What his passing did for me, though, was re-prioritize my life. He passed away at 49, showing me how short life truly can be so when opportunity knocks you answer. Because of him I’ve lived all over the country, taken risks, and lived a very full life. It made me focus my spending on experiences instead of things- knowing that memories made would always be more valuable. I’ve learned that relationships made are gold in this world and to take care of them. And most of all- he taught me a lot about myself. It took me so long to see just how like him I was and that I’ve spent most of my life in relationships like ours- choosing men I knew it wouldn’t work out with, and always having one foot out the door in preparation for their departure; keeping people at a distance, never getting too attached, and never letting them in far enough to really know me. It’s been a rocky road trying to change the patterns and habits that I now know were born to me. I’ve spent years repairing us in my heart and mind.

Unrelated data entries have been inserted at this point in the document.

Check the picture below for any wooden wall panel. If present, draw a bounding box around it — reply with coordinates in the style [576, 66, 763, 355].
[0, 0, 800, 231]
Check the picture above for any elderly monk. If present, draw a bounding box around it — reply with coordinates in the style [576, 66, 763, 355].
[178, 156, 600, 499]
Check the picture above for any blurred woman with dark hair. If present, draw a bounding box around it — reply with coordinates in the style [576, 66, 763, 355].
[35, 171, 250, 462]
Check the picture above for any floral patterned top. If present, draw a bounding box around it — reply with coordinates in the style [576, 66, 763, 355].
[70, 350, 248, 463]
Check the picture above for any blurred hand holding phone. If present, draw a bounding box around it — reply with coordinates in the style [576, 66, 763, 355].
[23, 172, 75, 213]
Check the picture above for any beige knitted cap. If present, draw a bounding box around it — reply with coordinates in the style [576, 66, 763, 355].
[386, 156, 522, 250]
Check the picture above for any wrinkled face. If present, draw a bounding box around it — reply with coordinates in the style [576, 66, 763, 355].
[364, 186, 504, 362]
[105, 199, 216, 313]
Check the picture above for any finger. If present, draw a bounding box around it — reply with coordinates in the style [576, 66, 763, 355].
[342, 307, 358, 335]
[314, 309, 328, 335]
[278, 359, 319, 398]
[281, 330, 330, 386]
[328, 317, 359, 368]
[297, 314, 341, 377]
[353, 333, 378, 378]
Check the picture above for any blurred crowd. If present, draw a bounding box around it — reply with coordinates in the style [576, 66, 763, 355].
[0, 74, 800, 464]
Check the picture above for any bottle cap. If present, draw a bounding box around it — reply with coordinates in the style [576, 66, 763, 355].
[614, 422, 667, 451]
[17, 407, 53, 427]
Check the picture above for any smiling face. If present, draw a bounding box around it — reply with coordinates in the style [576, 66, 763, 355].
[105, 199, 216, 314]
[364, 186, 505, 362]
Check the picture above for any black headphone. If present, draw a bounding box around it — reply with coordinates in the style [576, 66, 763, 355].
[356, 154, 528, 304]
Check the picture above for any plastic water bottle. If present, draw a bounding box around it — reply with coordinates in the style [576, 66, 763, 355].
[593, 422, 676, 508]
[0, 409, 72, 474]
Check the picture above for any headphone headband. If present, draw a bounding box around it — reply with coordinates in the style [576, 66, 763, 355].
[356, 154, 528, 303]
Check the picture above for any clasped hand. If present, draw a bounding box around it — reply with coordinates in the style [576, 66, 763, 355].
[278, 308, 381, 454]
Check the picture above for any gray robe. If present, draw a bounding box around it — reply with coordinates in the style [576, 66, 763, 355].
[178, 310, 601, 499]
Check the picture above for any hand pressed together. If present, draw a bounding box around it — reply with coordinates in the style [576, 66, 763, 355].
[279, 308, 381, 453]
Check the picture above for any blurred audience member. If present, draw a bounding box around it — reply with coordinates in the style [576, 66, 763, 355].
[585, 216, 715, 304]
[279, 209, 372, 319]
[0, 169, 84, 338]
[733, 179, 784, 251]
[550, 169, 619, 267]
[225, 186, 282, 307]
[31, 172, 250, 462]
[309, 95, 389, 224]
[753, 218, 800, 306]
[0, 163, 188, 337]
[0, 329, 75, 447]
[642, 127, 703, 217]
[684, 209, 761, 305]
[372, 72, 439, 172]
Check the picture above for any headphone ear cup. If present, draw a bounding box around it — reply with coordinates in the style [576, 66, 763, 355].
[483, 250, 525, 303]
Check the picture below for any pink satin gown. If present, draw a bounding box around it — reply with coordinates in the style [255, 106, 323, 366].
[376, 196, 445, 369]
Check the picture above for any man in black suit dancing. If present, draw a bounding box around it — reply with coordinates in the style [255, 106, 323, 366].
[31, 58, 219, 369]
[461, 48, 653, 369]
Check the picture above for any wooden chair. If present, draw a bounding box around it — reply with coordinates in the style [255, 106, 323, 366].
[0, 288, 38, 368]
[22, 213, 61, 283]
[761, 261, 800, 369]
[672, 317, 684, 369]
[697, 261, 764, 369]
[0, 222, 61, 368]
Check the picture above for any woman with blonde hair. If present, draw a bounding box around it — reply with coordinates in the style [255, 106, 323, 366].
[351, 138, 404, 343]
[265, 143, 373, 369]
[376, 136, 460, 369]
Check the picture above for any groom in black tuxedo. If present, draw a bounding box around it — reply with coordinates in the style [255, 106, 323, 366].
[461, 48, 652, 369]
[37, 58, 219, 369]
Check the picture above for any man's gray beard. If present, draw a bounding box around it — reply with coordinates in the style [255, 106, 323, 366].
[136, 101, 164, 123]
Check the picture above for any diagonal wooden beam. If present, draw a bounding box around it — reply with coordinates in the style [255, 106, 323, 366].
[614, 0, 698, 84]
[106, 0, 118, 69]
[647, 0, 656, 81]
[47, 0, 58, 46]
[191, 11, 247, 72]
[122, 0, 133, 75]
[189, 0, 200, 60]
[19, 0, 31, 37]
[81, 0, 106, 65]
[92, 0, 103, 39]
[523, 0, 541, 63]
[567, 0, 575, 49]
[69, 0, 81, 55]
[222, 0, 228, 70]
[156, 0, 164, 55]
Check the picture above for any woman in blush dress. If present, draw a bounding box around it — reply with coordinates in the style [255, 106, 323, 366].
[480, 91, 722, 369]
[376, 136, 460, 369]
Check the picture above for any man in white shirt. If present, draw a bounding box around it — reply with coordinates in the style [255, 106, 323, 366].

I recognize that I’m better for it all, the life and the loss. I missed out on so much with him, but in return gained an entire lifetime of experiences. I know my dad wasn’t a bad man, he just came from a very different time and place than what I would ever know. Coming from a place of understanding in my interactions with others is just one more lesson I’ve learned in this. I’m a better person because of him and all the lessons he didn’t mean to teach me, and for the man he was. I often wonder if he would be proud of me, or tell me that I’ve done it all wrong. Who knows? I know I’m proud of who I am and the dad I did know- a poet and a writer, a southern military man, a golf pro, a friend to so many, and a million other great things that I may never know about. And maybe it’s yet another blessing that I can see that he was also human- that he made mistakes, had regrets, was stubborn, and didn’t always do the right thing. His imperfections, just like my own, have been some of my best teachers. Turns out I’m my father’s daughter after all.